Here's why entrepreneurs are focused on the short term:
Nobody has a clue about the future.
It usually takes at least 5 years to build a company to exit or profitability. In technology, 5 years is a very, very, very long time.
I'm writing this post in the middle of 2012. 5 years ago, in the middle of 2007:
- Digg was the future of communication and worth $200 million
- Twitter was still a niche curiosity
- Facebook had under 50 million users
- Zynga was a tiny startup making poker apps, and virtual goods and in-app purchases were used primarily by a few obscure Asian MMOs.

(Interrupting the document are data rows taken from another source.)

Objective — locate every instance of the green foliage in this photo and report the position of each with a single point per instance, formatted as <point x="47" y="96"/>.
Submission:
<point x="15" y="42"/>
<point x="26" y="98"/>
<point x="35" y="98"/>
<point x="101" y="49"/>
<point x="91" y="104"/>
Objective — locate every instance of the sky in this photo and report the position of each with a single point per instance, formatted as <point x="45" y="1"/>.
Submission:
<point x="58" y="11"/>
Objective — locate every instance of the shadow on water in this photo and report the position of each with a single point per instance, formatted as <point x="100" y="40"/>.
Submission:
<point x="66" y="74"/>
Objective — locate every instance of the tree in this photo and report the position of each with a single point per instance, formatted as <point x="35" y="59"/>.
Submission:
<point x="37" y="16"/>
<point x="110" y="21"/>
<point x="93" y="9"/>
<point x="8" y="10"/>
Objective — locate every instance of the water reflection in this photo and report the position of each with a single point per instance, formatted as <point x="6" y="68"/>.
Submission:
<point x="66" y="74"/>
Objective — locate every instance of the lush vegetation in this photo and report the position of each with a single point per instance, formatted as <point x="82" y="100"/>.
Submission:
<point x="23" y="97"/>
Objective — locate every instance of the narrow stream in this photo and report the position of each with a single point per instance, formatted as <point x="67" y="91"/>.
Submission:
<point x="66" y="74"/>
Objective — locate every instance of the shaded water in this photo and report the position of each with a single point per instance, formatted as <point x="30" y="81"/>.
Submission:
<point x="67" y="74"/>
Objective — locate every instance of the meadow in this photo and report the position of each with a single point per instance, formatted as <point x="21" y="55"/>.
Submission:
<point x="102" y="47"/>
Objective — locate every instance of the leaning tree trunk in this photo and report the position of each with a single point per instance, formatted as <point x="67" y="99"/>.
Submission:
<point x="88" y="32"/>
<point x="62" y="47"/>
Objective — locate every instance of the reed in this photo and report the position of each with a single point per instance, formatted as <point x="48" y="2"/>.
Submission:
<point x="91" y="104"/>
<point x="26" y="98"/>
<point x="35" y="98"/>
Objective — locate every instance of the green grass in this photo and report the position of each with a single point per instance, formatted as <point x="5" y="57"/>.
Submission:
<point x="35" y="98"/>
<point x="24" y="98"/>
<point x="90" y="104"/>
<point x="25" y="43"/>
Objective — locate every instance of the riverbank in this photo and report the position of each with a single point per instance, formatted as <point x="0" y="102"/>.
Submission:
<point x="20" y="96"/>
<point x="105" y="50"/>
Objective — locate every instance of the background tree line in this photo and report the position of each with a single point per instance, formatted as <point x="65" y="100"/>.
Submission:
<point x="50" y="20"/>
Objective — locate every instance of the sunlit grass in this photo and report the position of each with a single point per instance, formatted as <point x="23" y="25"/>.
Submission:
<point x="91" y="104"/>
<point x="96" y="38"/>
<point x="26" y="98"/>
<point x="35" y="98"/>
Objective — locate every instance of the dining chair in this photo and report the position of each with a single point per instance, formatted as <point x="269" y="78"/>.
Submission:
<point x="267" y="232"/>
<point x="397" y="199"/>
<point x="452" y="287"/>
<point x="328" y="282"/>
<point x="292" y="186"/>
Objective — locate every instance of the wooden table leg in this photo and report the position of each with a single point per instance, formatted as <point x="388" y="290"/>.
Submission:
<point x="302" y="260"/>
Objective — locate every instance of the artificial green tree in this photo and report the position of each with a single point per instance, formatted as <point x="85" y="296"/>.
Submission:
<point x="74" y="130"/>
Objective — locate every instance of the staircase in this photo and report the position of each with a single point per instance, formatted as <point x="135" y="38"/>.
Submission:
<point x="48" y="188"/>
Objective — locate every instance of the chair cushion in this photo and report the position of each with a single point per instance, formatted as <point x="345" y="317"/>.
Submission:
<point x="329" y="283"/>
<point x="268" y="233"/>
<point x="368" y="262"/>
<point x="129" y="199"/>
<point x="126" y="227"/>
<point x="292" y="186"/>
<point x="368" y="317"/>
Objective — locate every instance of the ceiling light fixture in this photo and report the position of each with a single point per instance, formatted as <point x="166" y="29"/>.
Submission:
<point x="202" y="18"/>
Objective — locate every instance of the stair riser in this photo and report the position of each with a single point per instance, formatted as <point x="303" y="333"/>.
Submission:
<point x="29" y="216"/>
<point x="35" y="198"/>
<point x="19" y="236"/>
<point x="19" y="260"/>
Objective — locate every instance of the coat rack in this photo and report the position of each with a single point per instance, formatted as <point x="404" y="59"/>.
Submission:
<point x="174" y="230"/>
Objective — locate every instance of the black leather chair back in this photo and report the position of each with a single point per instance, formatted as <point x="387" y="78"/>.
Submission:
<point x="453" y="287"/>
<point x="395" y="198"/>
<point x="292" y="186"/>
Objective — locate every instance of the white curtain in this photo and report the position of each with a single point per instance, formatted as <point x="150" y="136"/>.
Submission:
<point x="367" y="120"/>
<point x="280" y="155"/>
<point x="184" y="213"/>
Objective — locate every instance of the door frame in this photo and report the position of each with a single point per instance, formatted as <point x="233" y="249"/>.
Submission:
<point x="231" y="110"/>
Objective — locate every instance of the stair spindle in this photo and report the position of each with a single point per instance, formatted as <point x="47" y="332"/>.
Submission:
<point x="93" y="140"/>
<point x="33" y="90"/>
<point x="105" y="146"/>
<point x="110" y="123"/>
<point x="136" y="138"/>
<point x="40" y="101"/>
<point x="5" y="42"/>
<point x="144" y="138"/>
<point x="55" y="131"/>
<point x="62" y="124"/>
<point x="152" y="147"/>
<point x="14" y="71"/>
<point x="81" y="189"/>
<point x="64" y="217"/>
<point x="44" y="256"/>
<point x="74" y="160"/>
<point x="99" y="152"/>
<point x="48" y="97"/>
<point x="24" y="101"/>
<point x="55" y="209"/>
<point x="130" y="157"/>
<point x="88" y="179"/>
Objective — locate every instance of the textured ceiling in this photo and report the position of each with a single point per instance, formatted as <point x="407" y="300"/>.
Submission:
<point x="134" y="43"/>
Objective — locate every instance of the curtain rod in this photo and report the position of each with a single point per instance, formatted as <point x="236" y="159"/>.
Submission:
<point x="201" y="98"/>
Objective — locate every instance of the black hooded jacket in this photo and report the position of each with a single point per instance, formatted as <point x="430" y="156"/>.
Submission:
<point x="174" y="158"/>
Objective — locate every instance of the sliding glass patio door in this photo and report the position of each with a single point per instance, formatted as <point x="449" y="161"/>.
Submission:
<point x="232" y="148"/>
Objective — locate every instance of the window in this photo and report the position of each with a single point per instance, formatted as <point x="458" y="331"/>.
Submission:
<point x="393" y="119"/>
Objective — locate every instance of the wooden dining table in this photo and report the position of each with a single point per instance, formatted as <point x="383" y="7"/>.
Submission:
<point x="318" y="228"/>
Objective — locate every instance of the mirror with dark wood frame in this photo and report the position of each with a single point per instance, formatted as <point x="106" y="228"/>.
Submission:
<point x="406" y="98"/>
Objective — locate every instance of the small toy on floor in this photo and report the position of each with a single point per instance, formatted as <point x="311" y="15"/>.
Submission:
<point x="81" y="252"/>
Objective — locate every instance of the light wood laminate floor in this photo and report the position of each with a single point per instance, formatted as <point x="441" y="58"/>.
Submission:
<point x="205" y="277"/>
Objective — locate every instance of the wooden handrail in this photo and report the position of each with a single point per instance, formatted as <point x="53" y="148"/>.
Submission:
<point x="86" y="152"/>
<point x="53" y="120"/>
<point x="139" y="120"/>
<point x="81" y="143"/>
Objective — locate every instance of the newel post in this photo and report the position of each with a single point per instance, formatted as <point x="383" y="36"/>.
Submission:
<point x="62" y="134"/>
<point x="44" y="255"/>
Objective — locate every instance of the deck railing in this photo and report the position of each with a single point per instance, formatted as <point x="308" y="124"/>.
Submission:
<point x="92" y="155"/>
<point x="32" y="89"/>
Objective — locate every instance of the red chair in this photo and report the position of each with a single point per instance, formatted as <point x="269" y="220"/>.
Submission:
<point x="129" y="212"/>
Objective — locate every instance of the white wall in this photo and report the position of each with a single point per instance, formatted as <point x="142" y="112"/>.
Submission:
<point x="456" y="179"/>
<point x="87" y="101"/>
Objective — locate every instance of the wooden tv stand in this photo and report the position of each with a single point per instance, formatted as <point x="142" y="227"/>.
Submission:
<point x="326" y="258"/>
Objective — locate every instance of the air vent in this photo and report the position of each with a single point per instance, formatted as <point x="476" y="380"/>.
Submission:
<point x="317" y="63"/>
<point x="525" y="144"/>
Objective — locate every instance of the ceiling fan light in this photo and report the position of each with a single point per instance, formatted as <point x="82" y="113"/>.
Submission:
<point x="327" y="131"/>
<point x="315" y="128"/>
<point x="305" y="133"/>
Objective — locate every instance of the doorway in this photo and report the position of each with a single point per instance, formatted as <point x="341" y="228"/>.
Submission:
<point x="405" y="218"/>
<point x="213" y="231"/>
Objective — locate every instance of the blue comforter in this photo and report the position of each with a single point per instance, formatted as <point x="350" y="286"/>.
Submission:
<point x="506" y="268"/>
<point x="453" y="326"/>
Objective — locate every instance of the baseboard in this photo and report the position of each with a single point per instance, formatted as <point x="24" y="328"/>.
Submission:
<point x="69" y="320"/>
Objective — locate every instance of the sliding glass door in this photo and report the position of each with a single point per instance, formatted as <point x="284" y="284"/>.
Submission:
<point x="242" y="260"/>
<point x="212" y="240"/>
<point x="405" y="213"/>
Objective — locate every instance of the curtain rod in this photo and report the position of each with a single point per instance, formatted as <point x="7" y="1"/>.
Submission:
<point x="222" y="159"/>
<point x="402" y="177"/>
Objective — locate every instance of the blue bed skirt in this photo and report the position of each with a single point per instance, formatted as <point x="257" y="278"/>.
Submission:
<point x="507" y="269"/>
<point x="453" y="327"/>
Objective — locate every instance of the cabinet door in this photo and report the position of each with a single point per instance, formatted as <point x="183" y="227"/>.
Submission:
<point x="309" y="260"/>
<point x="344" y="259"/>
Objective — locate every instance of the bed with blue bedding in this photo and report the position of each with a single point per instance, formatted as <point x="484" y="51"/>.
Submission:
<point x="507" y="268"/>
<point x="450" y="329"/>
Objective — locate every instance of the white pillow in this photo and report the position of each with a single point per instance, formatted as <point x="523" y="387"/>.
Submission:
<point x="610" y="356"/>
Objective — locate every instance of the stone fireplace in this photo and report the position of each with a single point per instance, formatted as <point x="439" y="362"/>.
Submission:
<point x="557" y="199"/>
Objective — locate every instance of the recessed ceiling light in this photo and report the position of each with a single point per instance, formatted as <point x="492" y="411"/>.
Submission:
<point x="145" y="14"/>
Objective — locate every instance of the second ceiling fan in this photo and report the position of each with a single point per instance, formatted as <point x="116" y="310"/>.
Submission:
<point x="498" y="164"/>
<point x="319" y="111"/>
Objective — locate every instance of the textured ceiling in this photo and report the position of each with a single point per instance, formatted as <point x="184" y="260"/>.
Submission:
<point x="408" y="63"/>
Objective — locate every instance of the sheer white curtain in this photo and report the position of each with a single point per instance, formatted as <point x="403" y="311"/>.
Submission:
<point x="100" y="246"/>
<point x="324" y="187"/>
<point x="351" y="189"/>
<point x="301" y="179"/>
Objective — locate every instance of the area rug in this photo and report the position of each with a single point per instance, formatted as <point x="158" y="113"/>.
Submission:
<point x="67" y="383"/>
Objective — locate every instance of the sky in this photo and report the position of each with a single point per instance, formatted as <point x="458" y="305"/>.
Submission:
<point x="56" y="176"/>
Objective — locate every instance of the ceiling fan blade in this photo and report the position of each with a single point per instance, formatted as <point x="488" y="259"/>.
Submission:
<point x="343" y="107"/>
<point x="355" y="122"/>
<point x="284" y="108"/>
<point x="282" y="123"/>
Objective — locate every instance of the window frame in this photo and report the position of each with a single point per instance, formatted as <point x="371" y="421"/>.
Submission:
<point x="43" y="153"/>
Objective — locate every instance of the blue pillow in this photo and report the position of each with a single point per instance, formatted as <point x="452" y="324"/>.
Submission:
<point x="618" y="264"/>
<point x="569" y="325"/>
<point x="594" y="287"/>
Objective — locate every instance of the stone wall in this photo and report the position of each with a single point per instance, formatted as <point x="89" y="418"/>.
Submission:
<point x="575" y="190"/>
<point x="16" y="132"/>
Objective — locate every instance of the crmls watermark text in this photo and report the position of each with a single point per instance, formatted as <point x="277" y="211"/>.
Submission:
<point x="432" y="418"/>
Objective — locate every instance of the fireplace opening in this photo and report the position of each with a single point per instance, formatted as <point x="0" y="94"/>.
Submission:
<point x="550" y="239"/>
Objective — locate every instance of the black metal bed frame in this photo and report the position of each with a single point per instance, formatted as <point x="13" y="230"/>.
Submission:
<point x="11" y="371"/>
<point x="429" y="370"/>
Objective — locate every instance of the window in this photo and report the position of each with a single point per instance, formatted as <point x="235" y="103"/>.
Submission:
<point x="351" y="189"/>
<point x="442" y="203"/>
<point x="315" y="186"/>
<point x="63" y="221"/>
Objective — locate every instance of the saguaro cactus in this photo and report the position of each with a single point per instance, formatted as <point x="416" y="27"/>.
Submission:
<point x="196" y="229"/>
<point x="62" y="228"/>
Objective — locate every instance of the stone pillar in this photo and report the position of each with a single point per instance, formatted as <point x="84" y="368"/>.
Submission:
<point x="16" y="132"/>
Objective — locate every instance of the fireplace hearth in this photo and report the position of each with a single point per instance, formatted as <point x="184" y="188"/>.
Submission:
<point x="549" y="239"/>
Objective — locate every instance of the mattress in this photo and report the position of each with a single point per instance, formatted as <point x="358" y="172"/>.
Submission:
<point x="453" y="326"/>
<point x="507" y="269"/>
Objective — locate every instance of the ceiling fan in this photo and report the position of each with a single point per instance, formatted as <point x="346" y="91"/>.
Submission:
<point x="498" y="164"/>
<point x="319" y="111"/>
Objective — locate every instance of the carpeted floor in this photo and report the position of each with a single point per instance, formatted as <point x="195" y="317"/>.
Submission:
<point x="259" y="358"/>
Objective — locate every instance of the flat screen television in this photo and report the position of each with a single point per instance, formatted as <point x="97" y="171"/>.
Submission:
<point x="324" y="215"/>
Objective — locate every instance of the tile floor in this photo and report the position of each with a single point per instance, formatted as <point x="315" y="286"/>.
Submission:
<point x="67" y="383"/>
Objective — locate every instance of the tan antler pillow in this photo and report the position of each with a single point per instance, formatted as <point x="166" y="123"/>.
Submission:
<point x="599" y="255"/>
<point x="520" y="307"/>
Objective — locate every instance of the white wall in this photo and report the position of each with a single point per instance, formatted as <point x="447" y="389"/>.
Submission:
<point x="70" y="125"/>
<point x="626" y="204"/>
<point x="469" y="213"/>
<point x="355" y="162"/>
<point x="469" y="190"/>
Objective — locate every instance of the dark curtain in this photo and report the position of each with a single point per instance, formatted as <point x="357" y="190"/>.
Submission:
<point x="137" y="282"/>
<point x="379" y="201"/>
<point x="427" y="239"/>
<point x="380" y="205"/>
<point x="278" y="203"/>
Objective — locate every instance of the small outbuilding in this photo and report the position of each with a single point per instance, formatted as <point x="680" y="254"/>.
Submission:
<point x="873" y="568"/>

- Nobody believed mobile would be the fastest growing segment of tech
- The economy was doing incredibly well and would keep growing forever
And so on. If, in 2007, you had to write a business plan for a startup and stick with it for 5 years, you would have been annihilated by changes in the way content is created, consumed, and distributed online. See the App Store, Facebook's Social Graph, Twitter, etc.
In technology, long term thinking is impossible, because everything changes so fast, and the pace of change is quickening. The rules are changing too fast. Nobody knows when a sudden shift in technology will open up new markets and business models.
All we can do as entrepreneurs is take it step by step, and adapt quickly when we sense the market shifting.
The best companies are not built on a single, infallible grand vision. They're built piece by piece, making one user or customer at a time, getting to the next milestone and waiting for the next major opportunity to reveal itself.